In the last year, I’ve become intrigued by the ubiquitous and iconic sunset image in travel media depicting Hawai‘i. You may know the scene—a centered sun hovering over the ocean, a silhouetted palm tree in the foreground, blazing skies heavily saturated in orange, red, and purple. Browse any ABC shop and you’ll find this picture repeated on postcards, calendars, and mugs. A simple image search on your computer yields similar results – see above. In fact, these are the types of sunset images we expect, are drawn to, and may even create ourselves when we point our cameras out towards the setting Hawaiian sun.
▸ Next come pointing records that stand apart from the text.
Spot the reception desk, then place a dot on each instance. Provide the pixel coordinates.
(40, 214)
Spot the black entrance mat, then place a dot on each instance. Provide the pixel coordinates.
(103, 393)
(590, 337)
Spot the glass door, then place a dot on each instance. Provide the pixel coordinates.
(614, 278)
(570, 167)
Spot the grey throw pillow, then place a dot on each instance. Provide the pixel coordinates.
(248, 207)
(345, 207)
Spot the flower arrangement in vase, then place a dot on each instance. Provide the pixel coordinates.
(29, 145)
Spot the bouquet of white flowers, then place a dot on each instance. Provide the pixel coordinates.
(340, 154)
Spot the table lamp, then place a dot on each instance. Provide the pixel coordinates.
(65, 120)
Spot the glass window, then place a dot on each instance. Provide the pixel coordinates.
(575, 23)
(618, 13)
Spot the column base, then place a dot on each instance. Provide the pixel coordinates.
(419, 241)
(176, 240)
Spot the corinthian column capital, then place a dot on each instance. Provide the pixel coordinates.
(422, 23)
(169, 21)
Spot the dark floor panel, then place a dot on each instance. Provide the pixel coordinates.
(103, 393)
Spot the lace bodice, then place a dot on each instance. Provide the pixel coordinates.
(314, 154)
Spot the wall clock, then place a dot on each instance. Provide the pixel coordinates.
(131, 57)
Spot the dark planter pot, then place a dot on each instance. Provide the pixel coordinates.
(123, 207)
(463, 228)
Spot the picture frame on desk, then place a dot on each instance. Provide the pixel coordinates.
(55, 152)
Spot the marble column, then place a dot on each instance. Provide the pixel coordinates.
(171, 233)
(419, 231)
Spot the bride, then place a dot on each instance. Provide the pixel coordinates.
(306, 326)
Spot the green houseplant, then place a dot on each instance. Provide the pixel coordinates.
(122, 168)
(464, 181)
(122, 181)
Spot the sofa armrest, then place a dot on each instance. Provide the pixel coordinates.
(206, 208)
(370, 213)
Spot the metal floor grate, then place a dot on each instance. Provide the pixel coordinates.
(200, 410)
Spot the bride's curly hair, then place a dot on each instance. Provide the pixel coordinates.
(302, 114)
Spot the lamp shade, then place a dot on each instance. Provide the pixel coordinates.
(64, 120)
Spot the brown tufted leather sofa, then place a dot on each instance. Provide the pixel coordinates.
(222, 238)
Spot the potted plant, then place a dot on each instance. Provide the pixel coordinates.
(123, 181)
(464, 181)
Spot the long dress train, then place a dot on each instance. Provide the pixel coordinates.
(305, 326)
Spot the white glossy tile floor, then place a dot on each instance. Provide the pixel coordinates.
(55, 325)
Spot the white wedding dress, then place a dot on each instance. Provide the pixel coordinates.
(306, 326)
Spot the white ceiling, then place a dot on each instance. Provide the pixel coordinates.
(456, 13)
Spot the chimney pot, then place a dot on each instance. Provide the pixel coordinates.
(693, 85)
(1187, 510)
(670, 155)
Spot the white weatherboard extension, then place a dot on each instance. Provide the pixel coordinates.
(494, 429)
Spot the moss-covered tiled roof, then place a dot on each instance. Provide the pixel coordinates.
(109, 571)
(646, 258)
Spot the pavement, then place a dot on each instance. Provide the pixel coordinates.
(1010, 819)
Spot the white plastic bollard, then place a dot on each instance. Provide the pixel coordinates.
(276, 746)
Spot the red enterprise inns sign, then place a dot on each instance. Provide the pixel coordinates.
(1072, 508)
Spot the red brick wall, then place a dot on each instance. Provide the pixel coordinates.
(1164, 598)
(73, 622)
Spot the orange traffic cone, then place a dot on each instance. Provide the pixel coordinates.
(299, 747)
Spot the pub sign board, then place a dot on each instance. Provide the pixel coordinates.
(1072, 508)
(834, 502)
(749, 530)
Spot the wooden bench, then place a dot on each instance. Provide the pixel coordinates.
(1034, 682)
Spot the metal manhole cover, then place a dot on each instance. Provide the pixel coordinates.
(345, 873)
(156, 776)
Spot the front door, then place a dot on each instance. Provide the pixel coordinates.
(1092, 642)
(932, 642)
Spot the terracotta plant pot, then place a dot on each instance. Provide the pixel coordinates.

Yet, what lies beneath the surface beauty of a picturesque sunset postcard? What happens when the natural experiences of paradise become interrupted by built environments that mimic nature? This is especially interesting in relation to Hawai‘i’s mythology as a pristine and unspoiled landscape. In Oil Tanker Sunsets, I present oil barges as both stereotypical sunset postcards and abstract explosions of light disrupting the ocean horizon. My work explores variations of this artificial sunset in an effort to examine the facilitation and survival of “paradise.” In order to support the islands’ population, oil must be shipped in monthly for consumption. When we look beyond the mirage of these sunsets, we uncover the technology needed to maintain life on an island and explore the complex boundaries between the built and natural world and the tenuous relationship between expectation and reality.

Oil Tanker Sunset with Palms By Alison Beste

Oil Tanker Sunset with Palms By Alison Beste

As I carry on with my explorations in anticipation of Artists of Hawai‘i 2015, I am reminded of a quote by Anne Whiston Spirn in her essay “Constructing Nature: The Legacy of Frederick Law Olmsted” in Rethinking the Human Place in Nature. She writes:

All landscapes are constructed. Garden, forest, city, and wilderness are shaped by rivers and rain, plants and animals, human hands and minds. They are phenomena of nature and products of culture. There is always a tension in landscape between the reality and autonomy of the nonhuman and its cultural construction, between the human impulse to wonder at the wild and the compulsion to use, manage, and control. Landscapes of city and wilderness represent poles of continuum in the history and intensity of human intervention.